Ce numéro 120 plonge, pour la première fois, dans l’univers complexe de la croissance mondiale actuelle et de ses relations avec l’assurance, difficiles à interpréter, compliquées à prévoir, et pourtant fondamentales à impulser de manière positive pour les années qui viennent.
Ce sujet se devait d’être abordé de deux manières différentes : d’une part, la protection, et donc l’impulsion donnée aux investissements – et ce dans une démarche keynésienne – largement publics aujourd’hui, et d’autre part, l’utilisation de l’épargne des Français, au moment où les trente millions de contrats d’assurance vie (représentant 1 700 milliards d’euros) sont confrontés à l’énorme difficulté de la faiblesse des taux d’intérêt. On le voit, tant l’assurance sur les infrastructures en cours que le rôle des assureurs dans l’économie française sont les deux points clés de la croissance présente et à venir.
Nous avons eu la chance de débuter cette publication par une interview, très symbolique, de Thierry Dallard, président du directoire de la Société du Grand Paris. Cette interview est une parfaite description de la nature multiple des risques que peut connaître un projet si vaste et si lourd financièrement. On sait le rôle très important que les infrastructures, quelles qu’elles soient, ont joué dans les politiques publiques françaises depuis toujours. Et le projet du Grand Paris exprime à la fois une volonté étatique qui ne se dément pas, une cohérence et une intelligence du projet tout à fait étonnantes, et une prise de risque non négligeable. Une fois de plus, on s’aperçoit que face aux risques, la rapidité d’exécution – en l’occurrence un horizon à 2030 – est cruciale. La rubrique « Risques et solutions » s’attaque fort opportunément au sujet de l’assurance des grands chantiers et, à travers six articles, fait le point sur ce domaine, tout autant privé que public. Les avancées techniques dans ces domaines d’assurance sont vitales, parce que nous aurons dans les années qui viennent un ralentissement très marqué de la croissance mondiale, donc française, et les grands chantiers seront un des instruments majeurs d’un maintien suffisant de l’activité pour voir le chômage baisser dans notre pays. Une autre énigme de la période que nous vivons réside en la faiblesse de gains de productivité que la diffusion des nouvelles technologies devrait pourtant nous apporter. Et sur ce point, les grands chantiers sont un des éléments d’écosystème favorables à une plus grande efficacité dans la production, donc une masse salariale qui augmente de concert, et ainsi un cercle vertueux peut s’enclencher.

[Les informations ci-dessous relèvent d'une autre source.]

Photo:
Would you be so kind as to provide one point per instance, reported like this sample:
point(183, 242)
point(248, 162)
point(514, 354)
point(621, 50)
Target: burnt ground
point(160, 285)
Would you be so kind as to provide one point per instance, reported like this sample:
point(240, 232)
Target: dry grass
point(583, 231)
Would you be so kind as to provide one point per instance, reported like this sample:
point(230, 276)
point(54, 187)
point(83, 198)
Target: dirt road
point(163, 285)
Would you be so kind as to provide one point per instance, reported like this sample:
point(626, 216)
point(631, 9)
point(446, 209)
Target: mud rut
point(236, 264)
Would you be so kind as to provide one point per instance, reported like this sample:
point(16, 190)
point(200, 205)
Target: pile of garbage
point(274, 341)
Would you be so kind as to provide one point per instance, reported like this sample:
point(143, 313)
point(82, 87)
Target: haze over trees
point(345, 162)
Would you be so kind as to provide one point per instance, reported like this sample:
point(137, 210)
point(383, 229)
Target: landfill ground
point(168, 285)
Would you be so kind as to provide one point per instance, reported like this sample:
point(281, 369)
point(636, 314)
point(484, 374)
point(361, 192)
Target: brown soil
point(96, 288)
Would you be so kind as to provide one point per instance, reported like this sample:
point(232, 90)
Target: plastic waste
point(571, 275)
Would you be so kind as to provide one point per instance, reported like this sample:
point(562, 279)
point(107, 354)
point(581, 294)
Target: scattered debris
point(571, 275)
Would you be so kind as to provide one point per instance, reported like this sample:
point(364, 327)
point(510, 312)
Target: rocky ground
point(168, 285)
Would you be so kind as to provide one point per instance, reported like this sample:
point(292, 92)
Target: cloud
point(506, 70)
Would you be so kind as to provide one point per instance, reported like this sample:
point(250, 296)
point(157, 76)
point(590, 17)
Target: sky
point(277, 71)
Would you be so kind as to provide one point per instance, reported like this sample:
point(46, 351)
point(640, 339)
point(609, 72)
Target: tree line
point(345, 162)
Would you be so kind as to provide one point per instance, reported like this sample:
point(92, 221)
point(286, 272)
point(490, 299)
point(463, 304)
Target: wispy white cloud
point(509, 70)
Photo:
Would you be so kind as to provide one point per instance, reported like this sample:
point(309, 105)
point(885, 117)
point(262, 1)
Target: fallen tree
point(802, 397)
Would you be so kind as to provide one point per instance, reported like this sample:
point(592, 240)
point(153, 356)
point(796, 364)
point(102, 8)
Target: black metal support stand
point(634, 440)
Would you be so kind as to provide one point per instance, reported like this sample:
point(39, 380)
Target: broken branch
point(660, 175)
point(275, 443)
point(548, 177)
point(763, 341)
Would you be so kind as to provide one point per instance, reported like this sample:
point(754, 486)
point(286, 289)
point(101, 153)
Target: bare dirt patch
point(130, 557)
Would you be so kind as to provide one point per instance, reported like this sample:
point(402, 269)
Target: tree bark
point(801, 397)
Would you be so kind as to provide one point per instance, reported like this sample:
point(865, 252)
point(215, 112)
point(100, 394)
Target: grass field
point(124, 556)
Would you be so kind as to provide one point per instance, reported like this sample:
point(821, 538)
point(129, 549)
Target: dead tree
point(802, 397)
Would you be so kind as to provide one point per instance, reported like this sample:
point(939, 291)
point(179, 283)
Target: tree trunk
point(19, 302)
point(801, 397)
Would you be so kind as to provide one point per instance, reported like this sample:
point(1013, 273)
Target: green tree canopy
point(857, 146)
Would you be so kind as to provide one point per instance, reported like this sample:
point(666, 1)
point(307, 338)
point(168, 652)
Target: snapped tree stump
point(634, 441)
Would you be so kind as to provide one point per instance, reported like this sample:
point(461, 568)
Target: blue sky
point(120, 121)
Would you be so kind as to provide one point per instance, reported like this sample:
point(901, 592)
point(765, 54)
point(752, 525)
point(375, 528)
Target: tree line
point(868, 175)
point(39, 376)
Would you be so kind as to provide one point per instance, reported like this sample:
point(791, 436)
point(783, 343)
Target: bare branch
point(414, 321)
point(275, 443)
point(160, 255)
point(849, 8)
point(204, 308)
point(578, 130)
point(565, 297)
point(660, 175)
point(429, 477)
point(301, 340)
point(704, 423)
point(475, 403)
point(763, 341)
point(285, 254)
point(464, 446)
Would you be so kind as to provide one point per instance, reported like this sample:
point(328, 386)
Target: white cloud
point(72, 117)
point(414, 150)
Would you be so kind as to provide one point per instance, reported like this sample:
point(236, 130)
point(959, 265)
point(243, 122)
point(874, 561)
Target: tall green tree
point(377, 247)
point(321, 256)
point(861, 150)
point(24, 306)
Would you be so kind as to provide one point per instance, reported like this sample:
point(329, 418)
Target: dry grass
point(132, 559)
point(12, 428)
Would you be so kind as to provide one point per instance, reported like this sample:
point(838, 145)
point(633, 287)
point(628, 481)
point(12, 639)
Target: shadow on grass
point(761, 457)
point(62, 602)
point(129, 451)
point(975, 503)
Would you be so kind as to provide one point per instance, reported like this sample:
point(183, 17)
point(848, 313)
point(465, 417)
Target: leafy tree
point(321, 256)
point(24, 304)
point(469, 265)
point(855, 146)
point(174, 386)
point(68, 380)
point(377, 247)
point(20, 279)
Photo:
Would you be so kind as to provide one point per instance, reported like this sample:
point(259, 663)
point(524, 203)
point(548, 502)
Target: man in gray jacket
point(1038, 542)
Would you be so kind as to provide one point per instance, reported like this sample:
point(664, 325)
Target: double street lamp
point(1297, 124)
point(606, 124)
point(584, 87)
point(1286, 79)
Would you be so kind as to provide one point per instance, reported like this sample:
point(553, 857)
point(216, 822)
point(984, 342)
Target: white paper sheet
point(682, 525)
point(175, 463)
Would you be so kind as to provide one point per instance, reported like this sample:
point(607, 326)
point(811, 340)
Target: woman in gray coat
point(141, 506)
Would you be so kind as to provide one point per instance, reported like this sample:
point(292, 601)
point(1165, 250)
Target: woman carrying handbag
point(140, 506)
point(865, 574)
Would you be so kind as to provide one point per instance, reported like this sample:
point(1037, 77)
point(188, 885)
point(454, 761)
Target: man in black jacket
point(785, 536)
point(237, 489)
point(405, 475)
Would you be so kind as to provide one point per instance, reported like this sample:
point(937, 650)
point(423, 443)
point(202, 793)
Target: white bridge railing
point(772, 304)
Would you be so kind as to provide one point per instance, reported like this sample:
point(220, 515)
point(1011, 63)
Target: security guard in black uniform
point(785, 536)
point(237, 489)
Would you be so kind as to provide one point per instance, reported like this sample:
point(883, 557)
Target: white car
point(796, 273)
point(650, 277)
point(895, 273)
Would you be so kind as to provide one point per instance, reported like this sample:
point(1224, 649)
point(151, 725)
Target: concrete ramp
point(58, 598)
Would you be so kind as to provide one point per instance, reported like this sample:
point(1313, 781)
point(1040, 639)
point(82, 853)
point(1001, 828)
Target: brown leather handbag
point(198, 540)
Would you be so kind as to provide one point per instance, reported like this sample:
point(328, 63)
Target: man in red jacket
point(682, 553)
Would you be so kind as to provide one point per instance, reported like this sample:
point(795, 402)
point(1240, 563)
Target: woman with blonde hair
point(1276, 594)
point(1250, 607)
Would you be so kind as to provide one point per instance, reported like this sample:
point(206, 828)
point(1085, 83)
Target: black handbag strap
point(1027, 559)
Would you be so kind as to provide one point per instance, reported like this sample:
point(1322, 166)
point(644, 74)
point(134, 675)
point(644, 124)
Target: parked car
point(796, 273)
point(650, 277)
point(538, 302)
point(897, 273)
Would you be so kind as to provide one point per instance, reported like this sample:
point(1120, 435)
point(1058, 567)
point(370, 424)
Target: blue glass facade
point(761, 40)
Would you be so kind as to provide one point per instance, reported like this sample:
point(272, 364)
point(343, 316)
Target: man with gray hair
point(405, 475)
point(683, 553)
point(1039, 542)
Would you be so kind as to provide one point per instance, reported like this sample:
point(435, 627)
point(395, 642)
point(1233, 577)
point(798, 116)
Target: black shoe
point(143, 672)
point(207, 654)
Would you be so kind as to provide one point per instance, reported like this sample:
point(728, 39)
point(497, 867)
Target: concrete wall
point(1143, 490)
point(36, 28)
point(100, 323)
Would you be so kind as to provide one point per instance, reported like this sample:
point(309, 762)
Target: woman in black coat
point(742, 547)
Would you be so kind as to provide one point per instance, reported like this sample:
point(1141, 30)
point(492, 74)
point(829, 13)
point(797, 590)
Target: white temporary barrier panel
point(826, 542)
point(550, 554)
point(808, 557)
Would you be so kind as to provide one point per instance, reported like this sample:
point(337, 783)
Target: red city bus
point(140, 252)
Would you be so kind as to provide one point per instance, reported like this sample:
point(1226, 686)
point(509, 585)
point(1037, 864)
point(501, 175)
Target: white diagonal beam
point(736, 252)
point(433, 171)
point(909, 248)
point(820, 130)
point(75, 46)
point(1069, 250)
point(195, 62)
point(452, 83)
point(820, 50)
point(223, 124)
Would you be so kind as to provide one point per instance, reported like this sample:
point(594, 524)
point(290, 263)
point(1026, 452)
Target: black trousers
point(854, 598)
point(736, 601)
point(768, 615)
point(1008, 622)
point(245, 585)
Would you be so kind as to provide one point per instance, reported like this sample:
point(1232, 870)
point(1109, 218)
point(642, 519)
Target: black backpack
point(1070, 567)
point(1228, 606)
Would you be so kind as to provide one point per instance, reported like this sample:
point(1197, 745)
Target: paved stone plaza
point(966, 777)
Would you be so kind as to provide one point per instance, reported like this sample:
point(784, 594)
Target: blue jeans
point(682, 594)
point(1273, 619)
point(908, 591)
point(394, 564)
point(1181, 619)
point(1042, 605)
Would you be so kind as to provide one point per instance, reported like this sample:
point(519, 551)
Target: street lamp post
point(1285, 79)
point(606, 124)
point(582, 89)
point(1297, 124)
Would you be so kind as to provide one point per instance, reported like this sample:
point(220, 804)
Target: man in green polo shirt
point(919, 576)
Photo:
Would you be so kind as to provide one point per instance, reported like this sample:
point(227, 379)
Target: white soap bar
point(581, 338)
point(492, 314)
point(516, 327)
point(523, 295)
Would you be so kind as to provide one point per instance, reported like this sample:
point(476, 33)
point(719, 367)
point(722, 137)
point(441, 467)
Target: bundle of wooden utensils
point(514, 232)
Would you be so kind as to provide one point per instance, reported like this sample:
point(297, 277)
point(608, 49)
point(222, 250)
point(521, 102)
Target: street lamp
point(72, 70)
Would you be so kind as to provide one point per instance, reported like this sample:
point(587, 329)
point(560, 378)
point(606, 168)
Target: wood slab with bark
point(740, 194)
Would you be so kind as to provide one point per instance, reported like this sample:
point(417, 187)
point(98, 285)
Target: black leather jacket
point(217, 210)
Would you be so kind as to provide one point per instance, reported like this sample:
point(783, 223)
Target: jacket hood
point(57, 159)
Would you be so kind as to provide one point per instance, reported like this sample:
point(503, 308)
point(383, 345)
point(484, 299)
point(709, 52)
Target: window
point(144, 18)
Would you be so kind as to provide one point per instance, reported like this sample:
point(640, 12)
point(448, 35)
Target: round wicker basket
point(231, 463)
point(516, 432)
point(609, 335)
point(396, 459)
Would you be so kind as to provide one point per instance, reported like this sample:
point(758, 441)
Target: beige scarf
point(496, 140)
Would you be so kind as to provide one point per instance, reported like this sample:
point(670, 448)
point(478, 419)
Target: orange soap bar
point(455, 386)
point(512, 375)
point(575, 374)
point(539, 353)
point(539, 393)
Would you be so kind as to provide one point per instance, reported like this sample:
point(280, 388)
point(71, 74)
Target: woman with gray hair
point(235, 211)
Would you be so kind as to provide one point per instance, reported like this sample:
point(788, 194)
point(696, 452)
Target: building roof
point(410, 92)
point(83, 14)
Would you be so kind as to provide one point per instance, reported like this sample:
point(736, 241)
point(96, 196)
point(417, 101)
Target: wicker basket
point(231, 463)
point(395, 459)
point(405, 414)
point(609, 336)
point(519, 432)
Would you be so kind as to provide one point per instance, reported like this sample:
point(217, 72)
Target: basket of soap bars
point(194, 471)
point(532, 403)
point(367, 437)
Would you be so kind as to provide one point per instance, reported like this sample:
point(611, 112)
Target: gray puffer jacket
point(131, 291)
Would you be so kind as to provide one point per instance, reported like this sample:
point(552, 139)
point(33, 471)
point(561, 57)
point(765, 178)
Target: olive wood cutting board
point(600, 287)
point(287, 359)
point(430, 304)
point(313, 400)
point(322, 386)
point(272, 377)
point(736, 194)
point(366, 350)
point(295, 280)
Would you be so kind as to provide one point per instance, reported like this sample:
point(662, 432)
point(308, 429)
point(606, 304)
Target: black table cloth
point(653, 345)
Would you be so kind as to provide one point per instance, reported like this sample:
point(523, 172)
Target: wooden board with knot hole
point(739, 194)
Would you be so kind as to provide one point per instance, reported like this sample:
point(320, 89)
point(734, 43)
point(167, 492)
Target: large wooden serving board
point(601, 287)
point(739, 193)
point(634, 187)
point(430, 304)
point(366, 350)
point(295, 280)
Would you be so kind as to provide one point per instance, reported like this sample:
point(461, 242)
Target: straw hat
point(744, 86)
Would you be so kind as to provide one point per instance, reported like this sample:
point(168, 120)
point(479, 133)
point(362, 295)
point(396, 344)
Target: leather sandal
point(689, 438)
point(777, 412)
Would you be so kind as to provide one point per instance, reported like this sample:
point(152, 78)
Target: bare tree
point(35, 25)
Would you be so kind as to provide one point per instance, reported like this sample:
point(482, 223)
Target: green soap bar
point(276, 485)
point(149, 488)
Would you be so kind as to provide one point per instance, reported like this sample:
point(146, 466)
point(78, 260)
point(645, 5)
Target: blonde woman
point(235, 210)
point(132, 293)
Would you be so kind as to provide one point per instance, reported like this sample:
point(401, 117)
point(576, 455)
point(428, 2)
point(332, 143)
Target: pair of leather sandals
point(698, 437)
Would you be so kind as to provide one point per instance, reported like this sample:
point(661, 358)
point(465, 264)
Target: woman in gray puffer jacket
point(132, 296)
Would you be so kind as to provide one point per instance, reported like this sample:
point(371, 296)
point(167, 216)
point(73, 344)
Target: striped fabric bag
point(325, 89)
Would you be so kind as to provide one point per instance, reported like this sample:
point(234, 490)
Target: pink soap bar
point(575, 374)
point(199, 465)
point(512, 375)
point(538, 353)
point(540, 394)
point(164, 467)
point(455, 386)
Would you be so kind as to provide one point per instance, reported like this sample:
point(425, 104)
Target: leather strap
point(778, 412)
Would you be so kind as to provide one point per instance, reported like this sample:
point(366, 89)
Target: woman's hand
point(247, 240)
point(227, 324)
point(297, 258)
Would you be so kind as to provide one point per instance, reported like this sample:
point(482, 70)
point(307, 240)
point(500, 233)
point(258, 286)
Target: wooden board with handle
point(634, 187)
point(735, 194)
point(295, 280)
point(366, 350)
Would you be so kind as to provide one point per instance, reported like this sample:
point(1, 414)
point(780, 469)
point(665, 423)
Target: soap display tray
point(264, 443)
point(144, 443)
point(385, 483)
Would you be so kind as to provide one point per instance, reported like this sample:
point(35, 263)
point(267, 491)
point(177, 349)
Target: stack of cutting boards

Mais ce numéro révèle bien d’autres difficultés, liées à un autre phénomène difficile à analyser, celui de la faiblesse des taux d’intérêt à court et long termes. Il y a d’abord toutes les questions qui s’imposent. Cela va-t-il durer ? Est-ce favorable pour la croissance économique ? Qui sont les gagnants, qui sont les perdants ? Plusieurs économistes répondent en soulignant que les banques centrales auront bien du mal, dans les années qui viennent, à modifier cette politique de « l’argent facile ». Et l’assurance est directement concernée, car elle est le réceptacle d’une large partie de l’épargne des Français, épargne aujourd’hui très difficile à rémunérer dans des conditions qui limitent les risques pour les épargnants. Nous n’avons pas aujourd’hui de solution idéale. Nous savons juste que cette situation a toutes les chances de perdurer et qu’il nous faut modifier, le plus intelligemment possible, le triangle de l’épargne : risque, rendement et durée des engagements. Tout est loin d’être résolu mais nous aurons, le comité éditorial le pense, éclairé deux des problèmes majeurs auxquels l’économie mondiale sera de plus en plus confrontée, et tenté de mettre en lumière le rôle positif que peut y jouer l’assurance.